Amplicon sequencing of bacterial 16S rRNA gene by Illumina MiSeq and iSeq platforms
Amplicon sequencing targeting the 16S rRNA gene V4 region was performed using the 300-bp paired-end MiSeq platform with MiSeq Reagent Kit v2 and 150-bp paired-end iSeq platform with iSeq 100 i1 Reagent (Illumina, CA, USA). A two-step PCR was performed to construct paired-end libraries. In the first PCR, the V4 region of the prokaryotic 16S rRNA gene was amplified from the DNA sample using F515 and R806 primers28 with the Illumina overhang adapters. The first PCR reactions were carried out in triplicate in 12 µL reaction volume containing 3 µL of the template and 0.6 µM each of forward and reverse primers in 1 × KAPA HiFi HotStart ReadyMix (KAPA Biosystems) using thermal cycling of 2 min at 95 °C, 35 cycles of 20 s at 98 °C, 15 s at 60 °C, and 30 s at 72 °C, and 5 min at 72 °C. The triplicate PCR products were pooled and purified using Agencourt AMPure XP (Beckman Coulter, CA, USA) according to the manufacturer’s instructions. A second PCR (12 cycles) was performed to attach dual indices and Illumina sequencing adapters to the purified first PCR products using Nextera XT Index Kit v2 Set C (Illumina). Finally, the indexed amplicons were purified by electrophoresis using E-Gel SizeSelect II Agarose Gels (Thermo Fisher Scientific, MA, USA). The DNA concentrations of the indexed amplicons were quantified by a Qubit 4 Fluorometer using dsDNA HS Assay Kit (Thermo Fisher Scientific) and pooled in equal amounts for library construction. The library was diluted to 1 nM and spiked with 20% PhiX Control v3 (Illumina), then diluted to 50 pM, loaded into MiSeq and iSeq cartridges, and sequenced according to the manufacturer’s instructions.

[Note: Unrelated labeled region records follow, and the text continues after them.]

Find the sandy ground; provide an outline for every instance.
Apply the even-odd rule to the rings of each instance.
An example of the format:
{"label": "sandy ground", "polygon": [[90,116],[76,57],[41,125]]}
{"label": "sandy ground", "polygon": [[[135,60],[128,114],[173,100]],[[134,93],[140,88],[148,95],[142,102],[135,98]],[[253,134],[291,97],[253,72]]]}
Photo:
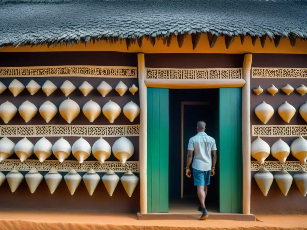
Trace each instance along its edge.
{"label": "sandy ground", "polygon": [[307,230],[307,215],[257,215],[255,222],[139,220],[136,215],[55,212],[0,212],[0,230]]}

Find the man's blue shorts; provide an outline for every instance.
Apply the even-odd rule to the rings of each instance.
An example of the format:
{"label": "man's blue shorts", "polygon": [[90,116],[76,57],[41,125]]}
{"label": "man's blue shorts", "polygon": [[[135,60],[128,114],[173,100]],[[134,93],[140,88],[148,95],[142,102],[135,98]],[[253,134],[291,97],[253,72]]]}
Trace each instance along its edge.
{"label": "man's blue shorts", "polygon": [[193,168],[193,176],[194,178],[194,185],[206,186],[210,184],[210,174],[211,170],[200,171]]}

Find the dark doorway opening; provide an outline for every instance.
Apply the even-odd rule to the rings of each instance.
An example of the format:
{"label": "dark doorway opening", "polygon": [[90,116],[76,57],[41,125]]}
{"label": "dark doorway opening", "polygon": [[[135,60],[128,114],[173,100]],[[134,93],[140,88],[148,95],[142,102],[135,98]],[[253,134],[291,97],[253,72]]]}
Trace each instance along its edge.
{"label": "dark doorway opening", "polygon": [[[188,144],[197,134],[197,121],[203,120],[206,123],[205,132],[215,139],[218,147],[219,95],[218,89],[169,90],[169,212],[197,213],[196,188],[192,177],[188,178],[185,174]],[[219,209],[218,148],[217,152],[216,174],[210,178],[206,199],[207,209],[215,212]]]}

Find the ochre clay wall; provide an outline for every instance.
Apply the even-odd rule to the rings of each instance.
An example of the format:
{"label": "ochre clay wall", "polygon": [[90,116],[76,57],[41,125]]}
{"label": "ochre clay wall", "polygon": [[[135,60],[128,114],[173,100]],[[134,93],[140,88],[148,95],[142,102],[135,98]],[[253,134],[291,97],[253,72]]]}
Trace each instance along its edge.
{"label": "ochre clay wall", "polygon": [[[38,66],[53,65],[99,65],[135,67],[137,66],[136,55],[134,54],[123,53],[115,52],[33,52],[0,53],[0,67]],[[0,79],[0,81],[7,87],[14,79],[12,78]],[[0,104],[6,101],[13,103],[17,108],[24,102],[28,100],[34,104],[38,109],[44,102],[49,100],[55,105],[58,109],[61,102],[67,99],[60,88],[66,80],[70,81],[76,86],[76,89],[68,96],[70,99],[76,102],[80,106],[80,112],[79,115],[69,125],[138,125],[139,116],[132,122],[125,117],[122,111],[113,124],[110,123],[102,113],[92,123],[91,123],[82,112],[83,105],[90,100],[97,103],[102,108],[109,100],[117,103],[122,110],[124,105],[130,101],[139,105],[138,92],[132,95],[129,90],[122,97],[121,97],[114,89],[117,84],[122,81],[129,88],[133,84],[138,85],[137,78],[91,77],[20,77],[16,79],[25,86],[31,80],[33,79],[41,86],[47,80],[55,84],[58,89],[49,97],[45,94],[41,89],[35,94],[31,96],[26,89],[17,96],[14,97],[12,94],[7,89],[0,97]],[[96,89],[97,86],[104,80],[110,84],[113,89],[105,97],[103,97]],[[84,96],[78,87],[86,81],[94,87],[93,90],[86,96]],[[0,121],[0,125],[5,125]],[[28,123],[26,123],[17,112],[7,125],[68,125],[67,122],[58,112],[56,115],[48,124],[46,123],[39,112]],[[115,130],[115,132],[118,132]],[[103,137],[112,146],[114,142],[120,137],[111,136]],[[60,137],[46,137],[46,138],[53,144]],[[15,144],[23,137],[8,138]],[[27,138],[35,144],[41,137],[30,137]],[[71,146],[75,141],[80,138],[78,136],[64,136]],[[85,136],[91,146],[99,138],[99,136]],[[133,144],[134,152],[128,161],[139,160],[139,141],[138,136],[127,137]],[[17,156],[13,154],[9,159],[18,159]],[[29,159],[37,159],[33,154]],[[48,160],[56,160],[53,154]],[[71,154],[66,159],[76,161],[75,158]],[[92,154],[86,161],[97,160]],[[111,154],[107,161],[119,162]],[[0,163],[1,164],[1,163]],[[20,171],[24,175],[27,171]],[[2,171],[6,174],[8,171]],[[48,171],[40,171],[43,175]],[[59,172],[64,176],[67,172]],[[81,176],[86,172],[79,172]],[[124,172],[118,173],[120,177]],[[105,172],[98,172],[101,178]],[[135,173],[138,177],[138,173]],[[11,192],[7,181],[0,187],[0,197],[6,197],[0,202],[0,209],[38,209],[62,210],[71,211],[100,212],[126,212],[135,213],[139,210],[139,186],[138,184],[133,194],[129,197],[125,191],[120,182],[113,194],[110,197],[101,180],[98,184],[92,196],[89,194],[84,183],[82,181],[75,194],[72,195],[69,193],[64,179],[63,179],[54,193],[51,194],[48,189],[45,180],[43,180],[35,192],[30,193],[25,180],[24,179],[16,191]]]}
{"label": "ochre clay wall", "polygon": [[[266,68],[306,68],[307,55],[291,54],[253,54],[252,67]],[[303,96],[294,91],[288,96],[282,92],[282,87],[289,84],[295,89],[301,84],[305,85],[307,79],[292,78],[252,78],[251,82],[251,141],[253,141],[257,136],[252,136],[253,125],[306,125],[307,123],[301,117],[298,112],[300,106],[307,101],[307,94]],[[266,90],[272,84],[277,88],[279,91],[274,96]],[[263,92],[257,96],[252,91],[253,88],[260,85],[263,90]],[[289,123],[282,120],[278,114],[278,107],[286,101],[294,106],[296,110],[294,116]],[[274,113],[272,117],[265,125],[258,118],[255,114],[255,108],[264,101],[272,106]],[[281,133],[282,133],[282,131]],[[279,138],[285,142],[289,146],[292,141],[297,138],[295,136],[261,136],[270,146]],[[252,158],[252,160],[256,160]],[[270,154],[266,159],[267,161],[278,161]],[[298,162],[298,160],[290,153],[287,159],[287,162]],[[298,170],[297,170],[298,171]],[[275,171],[270,171],[273,174]],[[259,189],[254,178],[256,171],[251,174],[251,212],[253,214],[286,214],[307,213],[307,199],[300,192],[293,181],[290,190],[286,196],[282,193],[274,180],[268,194],[264,196]],[[295,171],[289,171],[293,175]]]}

FASTQ files generated from MiSeq and iSeq sequencing were analyzed separately using QIIME 2 pipeline29 (v. 2021.8). Denoising sequences, merging paired-end reads, and chimera filtering were performed using the qiime dada2 denoise-paired method of the DADA230,31 plugin in QIIME 2, where parameters were adjusted from defaults both for MiSeq and iSeq data as follows: –p-trim-left-f 19, –p-trim-left-r 20, –p-max-ee-f 1.0, and –p-max-ee-r 1.0. In addition to these adjustments, the parameters –p-trunc-len-f and –p-trunc-len-r were adjusted to 263 and 226 for the MiSeq data to truncate forward and reverse reads at the position with a median quality score lower than 30. As to the iSeq data, forward and reverse reads were not truncated. The parameter –p-min-overlap, which controls the minimum overlap required for merging the paired reads, was reduced from the default (12) to 5 to enable merging. The yielded non-chimeric sequences, called Amplicon Sequence Variants (ASVs), were assigned to taxonomic groups using ‘qiime feature-classifier classify-sklearn’31 using a naïve Bayes classifier pre-trained on the Silva 138 99% database32 for 515F/806R region of 16S rRNA (silva-138-99-515-806-nb-classifier.qza) with a confidence threshold of 0.985.